For my food I have only third-class rice,
And that does not fill me by half,
I cast a glance at my water pot:
Such comforts! That, too, is dry!

Hoarse my voice, tiresome these bonds,
To have to speak is further torment,
But if I refuse to utter a word,
A stick is brandished, ready to beat me.

One says, "It is a stupid ass!"
Another cries, "See, it refuses to speak!"
A third wants me to utter God's name:
"Atma Ram, speak, speak, say the name!"

Fate, you gave my life to this constraint,
You gave me a voice I am forced to use,
But you gave me only half my needs;
Fate, you are all compassion!

And you gave me faculties both
Of melodious speech and discerning taste,
But what do these obtain for me, save
Confinement, abuse, constant threats?

Jailing me, distressing me,
Are the curious sports Man plays,
What heinous crimes these are,
Deliver me, thou God of pity.

Humanity is all virtue's foe,
Exploiting the good till their hearts are dry,
Why should Man ever be content
Till winged breath itself is snatched away?

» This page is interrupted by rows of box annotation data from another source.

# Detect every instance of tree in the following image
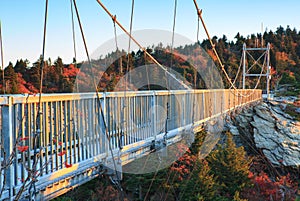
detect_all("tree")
[207,133,251,199]
[180,160,217,201]
[4,62,19,94]
[279,72,296,85]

While a single man on this earth remains,
Until all men have vanished,
Do not let poor parrots be born,
Oh Lord, please hear my prayer!

— Lekhnath Paudyal, Michael Hutt (translator)

== Adaptation ==
Pinjada Ko Suga was adapted into a song with the same title by Nepali rock band 1974 AD.